Title: Syntactic Competence and Performance Based Variation
Subtitle: The Case of German Particle Verbs
Author(s): ÖHL, Peter , FALK, Simone
Journal: Leuvense Bijdragen - Leuven Contributions in Linguistics and Philology
Volume: 97    Date: 2011   
Pages: 170-202
DOI: 10.2143/LB.97.0.2977251

Abstract :
This study investigates the reasons for the heterogeneous syntactic behaviour of separable verbal particles in German, which is often regarded as a paradox: they look like heads if they are in their default positions but occur as phrases in SPEC/CP. The central hypothesis, which has inspired two statistically evaluated empirical experiments with 76 participants, is that particles are in SPEC/CP only if they head a phrase and they do so only under specific (discourse-)semantic conditions. The first experiment investigated the difference in acceptability of particles and clearly phrasal constituents in three topological positions: the prefield, a derived position in the middlefield, and the default position.
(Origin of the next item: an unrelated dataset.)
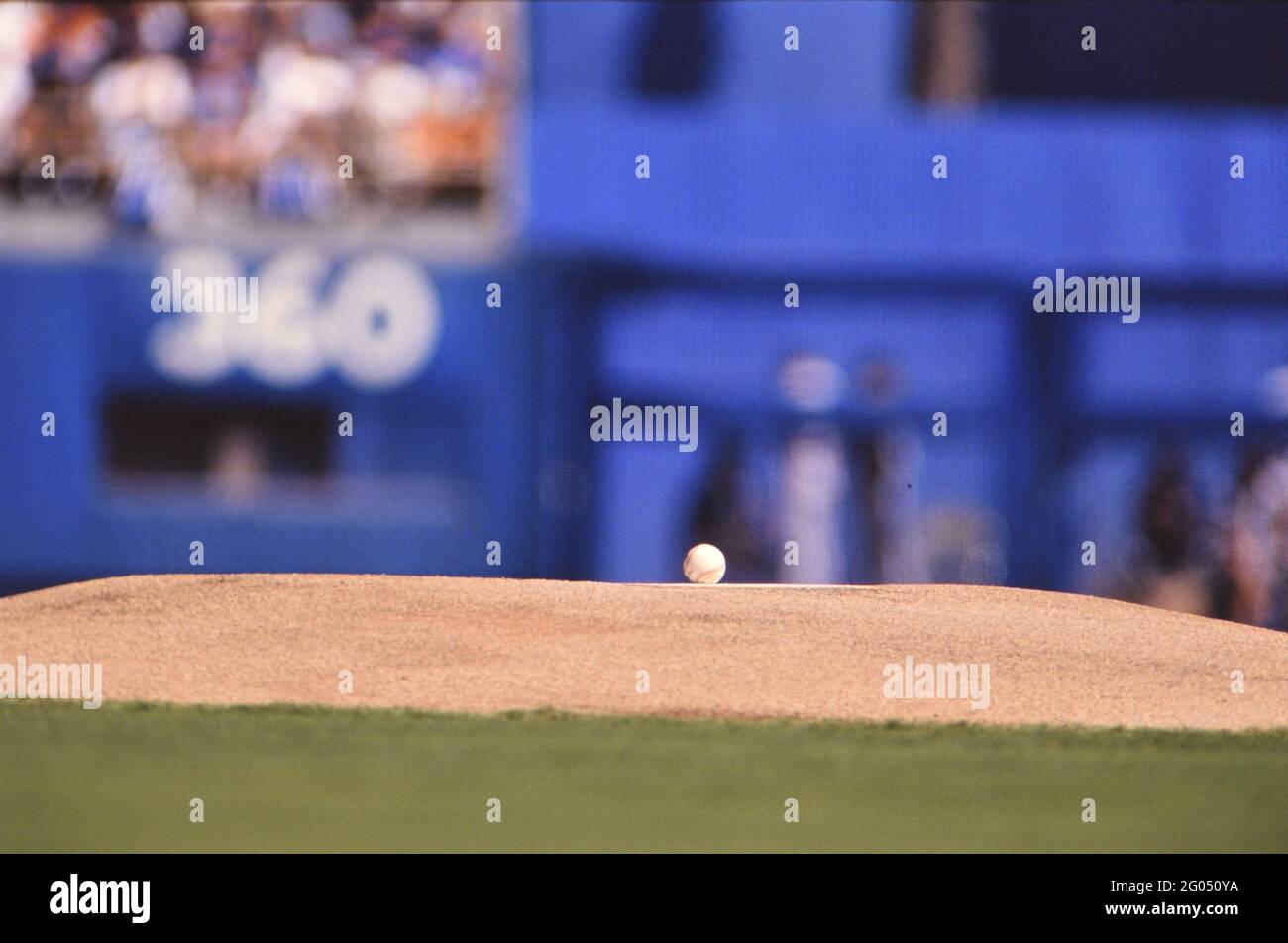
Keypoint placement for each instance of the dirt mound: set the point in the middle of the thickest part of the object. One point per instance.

The second experiment explored whether the modification of the particle by an intensifier improves the acceptability in the derived positions. One result tentatively confirmed the central role of the formal criteria above. Another result was that deviant particle movement is very often judged as grammatically marked but not as ungrammatical. This is explained here as the speakers' tendency to marginally accept movement on the grounds of performance-based factors overriding the formal criteria. The remaining paradox – why the particles sometimes behave like heads, sometimes like phrases – is finally given a tentative solution claiming that the head of a phrase in SPEC/CP can form a dependency with V°. The default position of particles, however, is a head in the V-Cluster.